I think you're oversimplifying the issue. It's not important that the model cannot distinguish between people of different demographics, it's important that the model does not use demographic information in place of actual diagnosis for the sake of better accuracy.
That the model can determine biological sex from X-rays wouldn't be an issue if it never shortcuts the diagnostic process by using biological sex in place of meaningful diagnostic data. I would not like a model to ignore a melanoma in my chest scan because it can deduce that I was born male and my risk of breast cancer is quite low.
The idea of penalising a model which takes such biological shortcuts (because its subgroup accuracy gets worse) seems like a good solution, and it's cool that the approach works in TFA.
- carbocation a year ago
  
  I believe that imbuing what the model does to make a prediction with the idea of "shortcuts" is oversimplifying a more complex issue. I don't think it's helpful to describe a model that can distinguish demographics as taking "shortcuts". I think that adds a layer of jargon that we then need to cut through to understand what is going on.
  There are plenty of tools that have been developed to enforce that models perform in a manner that is unbiased across some dimension (e.g., sex, or hospital, etc). (For example unsupervised domain adaptation.) I think that splitting the field with jargon makes it more difficult to follow the breadth of the field.
bravura a year ago

This is not overfitting precisely because of the bias/variance tradeoff.
A model overfits if it is unnecessarily COMPLEX for the training data.
If there is bias in the training (and validation and test) data that allows a SIMPLE model to fit the data because of a spurious correlation, that is not overfitting.
- carbocation a year ago
  
  There is no reason to believe that an X-ray model's correct estimation of age is due to "spurious correlation". Rather, it seems to be "undesirable correlation".
  - TeMPOraL a year ago
    
    > Rather, it seems to be "undesirable correlation".
    More specifically, politically undesirable correlation - as in, "it's there, but its existence upsets some people". It's pretty obvious and self-evident that there are meaningful biological differences related to age, sex, and other demographics.

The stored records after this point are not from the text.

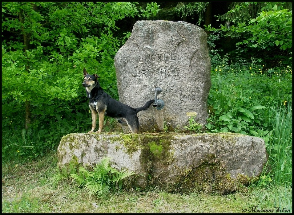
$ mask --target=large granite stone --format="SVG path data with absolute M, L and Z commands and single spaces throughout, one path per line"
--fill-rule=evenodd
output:
M 154 98 L 154 89 L 159 87 L 162 92 L 158 99 L 165 103 L 162 110 L 138 113 L 140 131 L 162 130 L 165 125 L 183 130 L 191 115 L 206 124 L 211 86 L 206 39 L 203 29 L 185 22 L 135 24 L 115 57 L 120 101 L 141 107 Z
M 267 161 L 261 138 L 232 133 L 189 135 L 71 134 L 58 149 L 58 165 L 111 166 L 134 171 L 134 185 L 170 191 L 233 192 L 261 174 Z

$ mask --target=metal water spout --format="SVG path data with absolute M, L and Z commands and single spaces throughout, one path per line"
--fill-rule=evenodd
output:
M 156 108 L 157 110 L 161 110 L 163 108 L 164 103 L 161 99 L 157 100 L 157 94 L 160 94 L 161 93 L 161 88 L 160 87 L 157 87 L 154 90 L 155 91 L 155 101 L 153 104 L 152 107 Z

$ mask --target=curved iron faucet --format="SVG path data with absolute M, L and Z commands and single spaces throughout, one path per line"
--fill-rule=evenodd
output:
M 163 108 L 164 106 L 164 103 L 161 99 L 157 100 L 157 94 L 159 94 L 161 93 L 161 88 L 160 87 L 157 87 L 154 89 L 155 91 L 155 101 L 152 105 L 152 107 L 156 108 L 157 110 L 161 110 Z

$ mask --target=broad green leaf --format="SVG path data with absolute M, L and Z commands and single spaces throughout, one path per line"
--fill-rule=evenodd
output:
M 230 122 L 231 119 L 230 117 L 225 115 L 223 115 L 219 117 L 219 119 L 226 122 Z
M 242 108 L 241 108 L 240 107 L 238 107 L 238 108 L 237 108 L 237 109 L 238 110 L 238 111 L 239 111 L 239 112 L 240 112 L 242 113 L 243 113 L 245 112 L 245 109 Z
M 251 118 L 252 119 L 254 119 L 254 116 L 252 113 L 247 109 L 244 109 L 245 111 L 244 112 L 244 114 L 246 116 Z

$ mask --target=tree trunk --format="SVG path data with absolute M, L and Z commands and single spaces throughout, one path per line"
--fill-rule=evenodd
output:
M 24 45 L 24 52 L 25 53 L 29 48 L 29 36 L 24 31 L 24 28 L 23 24 L 24 22 L 23 11 L 21 11 L 18 12 L 18 17 L 19 21 L 22 24 L 22 33 L 23 38 L 23 44 Z M 30 73 L 30 65 L 26 65 L 26 69 L 28 73 Z M 30 112 L 30 101 L 26 100 L 25 102 L 25 107 L 26 108 L 25 117 L 26 121 L 25 124 L 25 128 L 26 130 L 27 130 L 31 123 L 31 112 Z
M 26 124 L 25 127 L 27 130 L 30 124 L 30 102 L 27 100 L 26 101 Z
M 212 21 L 212 8 L 211 3 L 209 3 L 206 7 L 206 10 L 205 12 L 205 18 L 204 22 L 205 25 L 207 26 L 208 25 L 211 24 Z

Whether or not they're clinically relevant for a specific diagnosis under question is one thing, but they are clinically relevant for great many diagnoses; trying to "de-bias" reality here will only lead to unnecessary suffering and loss of life.
    
    knallfrosch a year ago
    
    It seems that the models not only use bone structure (or similar) itself, but improve their prediction with "forbidden" knowledge, such as "green people have an overall lower or higher rate of bone cancer than others" or "people who come to this specialized hospital have bone cancer anyway, so I don't even look at the image"

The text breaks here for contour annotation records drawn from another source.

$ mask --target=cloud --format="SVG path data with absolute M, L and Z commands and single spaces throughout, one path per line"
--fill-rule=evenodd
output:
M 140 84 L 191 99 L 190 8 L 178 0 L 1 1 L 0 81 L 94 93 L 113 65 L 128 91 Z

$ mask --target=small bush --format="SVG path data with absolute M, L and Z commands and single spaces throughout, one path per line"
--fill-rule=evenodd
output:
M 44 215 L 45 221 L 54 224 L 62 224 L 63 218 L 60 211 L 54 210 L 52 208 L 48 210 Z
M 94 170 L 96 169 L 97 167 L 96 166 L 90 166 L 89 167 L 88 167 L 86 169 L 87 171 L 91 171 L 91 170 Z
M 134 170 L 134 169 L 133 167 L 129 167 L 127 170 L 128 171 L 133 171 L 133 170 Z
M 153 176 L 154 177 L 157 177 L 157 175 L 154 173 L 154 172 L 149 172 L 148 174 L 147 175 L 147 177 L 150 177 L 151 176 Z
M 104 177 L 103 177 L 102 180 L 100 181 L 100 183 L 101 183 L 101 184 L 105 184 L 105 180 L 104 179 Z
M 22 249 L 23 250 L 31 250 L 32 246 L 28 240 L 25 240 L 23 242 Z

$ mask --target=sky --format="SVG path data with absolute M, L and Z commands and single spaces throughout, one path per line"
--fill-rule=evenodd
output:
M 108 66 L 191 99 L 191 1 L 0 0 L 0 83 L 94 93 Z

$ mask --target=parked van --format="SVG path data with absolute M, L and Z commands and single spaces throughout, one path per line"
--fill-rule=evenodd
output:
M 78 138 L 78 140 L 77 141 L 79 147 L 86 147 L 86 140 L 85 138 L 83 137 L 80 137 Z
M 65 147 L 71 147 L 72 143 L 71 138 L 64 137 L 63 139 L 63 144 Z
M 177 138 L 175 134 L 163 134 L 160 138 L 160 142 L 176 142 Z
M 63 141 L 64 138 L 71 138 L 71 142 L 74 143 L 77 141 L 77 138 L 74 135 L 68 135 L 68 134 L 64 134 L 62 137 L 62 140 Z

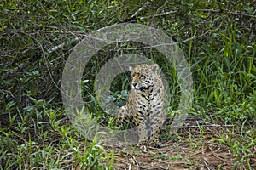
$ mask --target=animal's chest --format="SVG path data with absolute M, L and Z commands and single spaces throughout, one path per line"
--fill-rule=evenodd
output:
M 158 99 L 154 94 L 140 94 L 136 103 L 136 109 L 144 116 L 148 116 L 154 111 L 153 105 Z

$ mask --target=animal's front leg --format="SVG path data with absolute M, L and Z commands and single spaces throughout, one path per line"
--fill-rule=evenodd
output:
M 163 125 L 164 116 L 162 111 L 159 111 L 157 113 L 159 114 L 152 114 L 149 116 L 149 145 L 153 147 L 162 147 L 163 144 L 159 141 L 159 134 Z
M 137 130 L 139 136 L 139 142 L 137 144 L 138 146 L 140 145 L 147 145 L 148 142 L 148 129 L 146 125 L 146 120 L 143 117 L 135 117 L 135 122 L 137 126 Z

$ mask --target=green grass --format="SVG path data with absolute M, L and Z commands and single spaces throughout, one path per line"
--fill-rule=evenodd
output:
M 212 136 L 210 142 L 231 150 L 237 161 L 234 169 L 254 169 L 256 38 L 253 3 L 150 2 L 134 21 L 158 27 L 181 42 L 178 44 L 193 73 L 194 101 L 189 116 L 233 125 L 226 128 L 220 138 Z M 1 3 L 0 169 L 113 169 L 114 151 L 107 150 L 96 139 L 84 139 L 68 119 L 60 91 L 61 73 L 78 42 L 75 37 L 123 21 L 143 4 L 130 0 Z M 150 17 L 169 11 L 174 12 Z M 49 52 L 62 43 L 61 48 Z M 170 110 L 175 113 L 178 105 L 176 70 L 155 49 L 125 49 L 137 46 L 142 44 L 109 45 L 90 60 L 84 71 L 84 109 L 111 128 L 114 128 L 114 118 L 102 110 L 97 101 L 101 96 L 95 96 L 93 90 L 95 74 L 106 60 L 118 54 L 143 54 L 157 62 L 170 84 Z M 112 99 L 119 105 L 125 103 L 128 94 L 127 74 L 112 82 Z M 172 118 L 173 114 L 169 114 Z M 199 139 L 191 132 L 187 132 L 186 137 L 171 135 L 170 127 L 166 127 L 160 139 L 189 144 L 192 150 L 201 149 L 207 134 L 198 126 Z M 160 155 L 158 158 L 178 161 L 183 156 Z

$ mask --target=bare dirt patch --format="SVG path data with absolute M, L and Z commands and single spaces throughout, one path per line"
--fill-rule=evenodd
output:
M 150 147 L 116 147 L 114 169 L 247 169 L 237 162 L 236 155 L 220 140 L 229 138 L 230 126 L 190 126 L 163 141 L 160 149 Z M 256 150 L 250 158 L 256 168 Z M 254 155 L 254 156 L 253 156 Z

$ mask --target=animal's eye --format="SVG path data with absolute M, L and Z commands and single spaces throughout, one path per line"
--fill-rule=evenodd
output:
M 142 75 L 142 76 L 140 76 L 140 79 L 141 79 L 141 80 L 145 80 L 145 79 L 146 79 L 146 76 L 145 76 L 144 75 Z

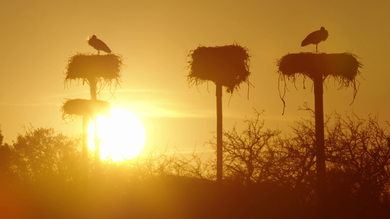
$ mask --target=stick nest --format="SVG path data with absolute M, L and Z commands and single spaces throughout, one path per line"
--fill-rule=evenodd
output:
M 238 90 L 243 82 L 249 83 L 250 56 L 248 49 L 237 43 L 223 46 L 200 46 L 190 51 L 188 57 L 190 73 L 188 85 L 198 86 L 208 81 L 220 83 L 226 91 Z
M 354 100 L 358 88 L 358 85 L 356 87 L 356 82 L 358 83 L 358 81 L 355 78 L 357 76 L 360 74 L 359 69 L 363 66 L 363 64 L 357 60 L 356 58 L 358 58 L 356 55 L 349 53 L 330 54 L 300 53 L 289 54 L 280 59 L 277 59 L 279 81 L 285 81 L 284 93 L 283 96 L 280 95 L 284 104 L 285 102 L 283 97 L 286 89 L 286 78 L 295 83 L 296 78 L 300 76 L 303 77 L 304 88 L 305 79 L 307 78 L 314 80 L 318 76 L 322 76 L 323 80 L 327 78 L 333 78 L 335 83 L 339 83 L 340 86 L 339 89 L 351 86 L 354 88 Z
M 73 99 L 65 102 L 61 108 L 62 119 L 73 120 L 78 116 L 108 116 L 110 114 L 110 103 L 99 100 Z
M 90 53 L 77 53 L 69 58 L 66 66 L 65 83 L 71 80 L 81 79 L 89 84 L 94 80 L 101 87 L 110 86 L 115 80 L 115 88 L 121 81 L 121 72 L 124 65 L 119 54 L 94 55 Z M 93 83 L 94 81 L 92 81 Z

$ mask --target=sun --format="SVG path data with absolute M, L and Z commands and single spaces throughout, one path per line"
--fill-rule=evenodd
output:
M 145 142 L 145 132 L 134 114 L 122 110 L 112 109 L 109 117 L 98 117 L 98 133 L 100 139 L 102 160 L 120 161 L 138 156 Z M 95 150 L 93 121 L 88 127 L 88 147 Z

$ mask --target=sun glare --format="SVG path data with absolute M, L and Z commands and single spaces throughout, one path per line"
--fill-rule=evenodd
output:
M 134 115 L 119 109 L 112 110 L 109 117 L 98 116 L 98 130 L 100 139 L 102 160 L 120 161 L 138 155 L 145 142 L 141 122 Z M 94 151 L 94 128 L 90 120 L 88 127 L 88 147 Z

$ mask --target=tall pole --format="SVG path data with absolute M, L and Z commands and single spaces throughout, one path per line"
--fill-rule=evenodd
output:
M 91 90 L 91 99 L 96 100 L 96 81 L 94 77 L 89 79 Z M 98 134 L 98 115 L 92 115 L 95 128 L 95 168 L 98 171 L 100 169 L 100 140 Z
M 222 85 L 216 83 L 215 95 L 217 99 L 217 184 L 222 184 Z
M 326 195 L 323 83 L 322 75 L 319 74 L 314 78 L 317 203 L 320 210 L 323 209 Z
M 83 150 L 82 154 L 82 175 L 84 179 L 87 179 L 88 172 L 88 125 L 89 116 L 83 116 Z

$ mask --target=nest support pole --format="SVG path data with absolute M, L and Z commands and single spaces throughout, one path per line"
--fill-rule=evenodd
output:
M 96 100 L 96 81 L 95 78 L 90 78 L 88 81 L 90 88 L 91 99 Z M 93 115 L 92 120 L 95 128 L 95 168 L 98 171 L 100 170 L 100 140 L 98 134 L 98 115 Z
M 83 150 L 82 152 L 82 163 L 83 177 L 87 178 L 88 171 L 88 126 L 89 125 L 89 116 L 83 116 Z
M 217 100 L 217 183 L 222 184 L 222 85 L 216 83 L 215 95 Z
M 314 78 L 317 204 L 320 210 L 323 209 L 326 194 L 323 83 L 322 76 L 319 74 Z

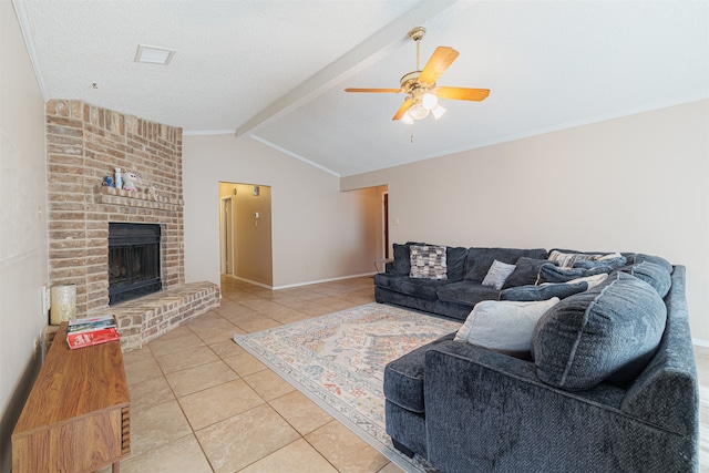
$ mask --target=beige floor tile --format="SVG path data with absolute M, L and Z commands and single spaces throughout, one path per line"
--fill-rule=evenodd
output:
M 208 320 L 197 318 L 191 322 L 188 327 L 197 337 L 209 345 L 230 339 L 234 330 L 237 328 L 234 323 L 220 316 Z
M 217 473 L 238 471 L 299 438 L 268 404 L 198 430 L 196 434 Z
M 140 455 L 173 440 L 189 435 L 192 429 L 177 401 L 164 402 L 131 418 L 131 452 Z
M 341 473 L 376 473 L 389 462 L 337 421 L 310 432 L 305 439 Z
M 132 383 L 129 385 L 129 391 L 131 394 L 131 412 L 134 415 L 144 409 L 175 400 L 175 394 L 163 376 Z
M 161 354 L 155 358 L 165 374 L 219 360 L 219 357 L 206 345 L 179 353 Z
M 179 337 L 169 337 L 169 338 L 156 338 L 155 340 L 147 343 L 150 349 L 153 351 L 155 357 L 162 357 L 164 354 L 178 353 L 181 351 L 194 350 L 195 348 L 203 347 L 205 343 L 202 341 L 199 337 L 197 337 L 192 330 L 187 327 L 179 327 L 175 330 L 184 329 Z M 171 332 L 172 333 L 172 332 Z M 167 335 L 171 335 L 167 333 Z
M 121 462 L 122 473 L 212 473 L 197 439 L 191 433 L 142 455 Z
M 261 298 L 240 300 L 239 304 L 243 304 L 244 306 L 248 307 L 249 309 L 254 309 L 259 313 L 266 315 L 280 308 L 279 304 Z
M 239 473 L 337 473 L 308 442 L 298 439 Z
M 137 350 L 124 351 L 123 366 L 127 367 L 129 364 L 133 364 L 137 361 L 144 361 L 151 358 L 153 358 L 153 352 L 147 347 L 138 348 Z
M 234 341 L 234 335 L 229 335 L 228 340 L 218 341 L 216 343 L 209 343 L 209 348 L 217 353 L 217 357 L 225 359 L 236 357 L 237 354 L 246 353 L 237 342 Z
M 175 395 L 192 394 L 217 384 L 232 381 L 237 378 L 236 373 L 224 361 L 214 361 L 188 370 L 177 371 L 166 374 Z
M 247 353 L 246 351 L 242 354 L 237 354 L 236 357 L 226 358 L 224 362 L 232 367 L 232 369 L 242 378 L 268 369 L 266 364 L 261 363 L 256 359 L 256 357 Z
M 301 435 L 332 421 L 332 417 L 299 391 L 274 399 L 269 404 Z
M 155 358 L 152 356 L 151 358 L 145 358 L 141 361 L 124 366 L 124 368 L 129 385 L 163 376 L 157 361 L 155 361 Z
M 254 333 L 261 330 L 273 329 L 275 327 L 280 327 L 282 323 L 279 323 L 269 317 L 261 316 L 259 319 L 255 319 L 248 322 L 242 322 L 237 325 L 242 330 L 246 331 L 247 333 Z
M 237 379 L 178 399 L 194 430 L 248 411 L 265 401 L 244 380 Z
M 271 401 L 296 390 L 271 370 L 259 371 L 243 378 L 266 401 Z

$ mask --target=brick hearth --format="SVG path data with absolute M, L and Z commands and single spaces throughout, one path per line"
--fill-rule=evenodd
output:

    Now you can say that this is perfectly fine and represents the most likely real-world use case. Or you might prefer a model that looks at the image only, with the implicit assumption that this "forbidden knowledge" will be added by human doctors later on in the pipeline. This is beneficial because the "forbidden knowledge", such as whether patients from Hospital A always have bone cancer, might change overnight! Imagine the hospital gets assigned a new name in the system and the prediction is shit now.
    This second, "unbiased" AI system will always have a worse performance, because you lobotomize it when you kill the forbidden knowledge with a sledgehammer. This study just showed that "group fairness" is at odds with optimal predictions" and how much it is at odds.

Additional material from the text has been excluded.